20.11.2023

As part of work package 3 of the EU project “Eddy Rich Earth System Models (EERIE)”,  DKRZ and the Met Office are jointly responsible for the data management of the model outputs of the simulations carried out in the project.

After the welcome and a presentation of the project by its scientific leader, Prof. Thomas Jung (AWI), the leaders of each work package (WP) informed about the current status. Fabian Wachsmann (DKRZ) and the co-leading colleague from the British Met Office (MO), Jon Seddon, presented the progress in WP3. The integration of new tools into data processing workflows and easier access to EERIE data were highlighted. For Dr. Iuliia Pokova, who joined the EERIE project team at DKRZ on October 1, 2023, it offered a perfect opportunity to get to know the project partners and gain a precise understanding of the project goals.

In a break-out group for WP3, the need for a common data access tool across data centers was specified and the significant importance of data-proximate processing resources for all project participants was highlighted. From the HPC resources approved at DKRZ for EERIE simulations, EERIE provides computing time and storage for data analysis for all project participants.

EERIE-Hackathon_YouTube.pngThe last two days of the project meeting were used for the first EERIE hackathon. A video on the project's YouTube channel gives a visual impression: https://www.youtube.com/watch?v=Pa4P-YbjzV8

The first EERIE data were jointly examined and analyzed in topic-related working groups. For this purpose, all project partners provided data from the control experiments of their various Earth system models (i.e. ICON-ESM-ER (MPI-M), IFS-FESOM2-SR (AWI), EC-Earth3P-VHR (BSC), HadGEM3-GC5 (MO) and IFS-AMIP (ECMWF), which lasted up to 20 years per simulation. Data analysis was performed on the DKRZ supercomputer Levante and on the Met Office system JASMIN. A four-person DKRZ support team, consisting of Fabian Wachsmann, Dr. Iuliia Pokova, Dr. Florian Ziemen und Kameswarrao Modali, were available to answer questions directly, provide assistance and thus contribute to the success of the hackathon.

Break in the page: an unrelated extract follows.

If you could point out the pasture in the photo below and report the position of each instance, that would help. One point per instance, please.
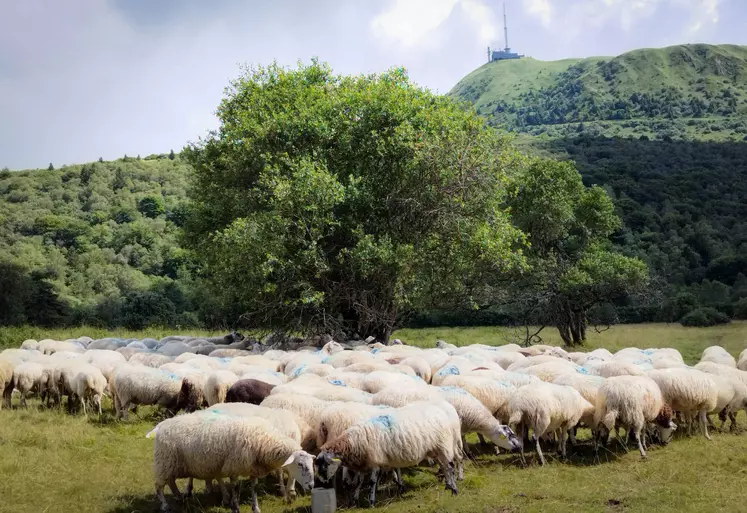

In advance, the participants had the opportunity within the voluntary “First EERIE Figure” contest to create plots in order to gain a preliminary understanding of data access (Figure 1 shows the winning entry).

EERIE-Hackathon_Abb1.png

Figure 1: Simultaneous visualization of sea surface temperature, near-surface air temperature over land, sea ice concentration, geopotential height at 850hPa (black contours) and rain summed over 6 hours (15-100 mm/day) for a point in time in one of the first EERIE simulations (Copyright : Matthias Aengenheyster).

As a result of the hackathon, participants can now “track” the ocean eddies in the brand new EERIE data using software and monitor their development. A main goal of the project is to identify these vortices in simulations that follow physics correctly. The necessary high-resolution experiments, which cover a hundred model years, are being carried out for the first time with the support of the DKRZ team on its Levante supercomputer and are intended to contribute to a better understanding of the role of ocean eddies in the climate system.

During the hackathon, all participants learned to use resources on the supercomputers such as Levante, process EERIE data and apply their own tools to this data. The hackathon was therefore a complete success and the project community is already looking forward to taking part in the next hackathon together with the NextGEMs project, probably in March 2024.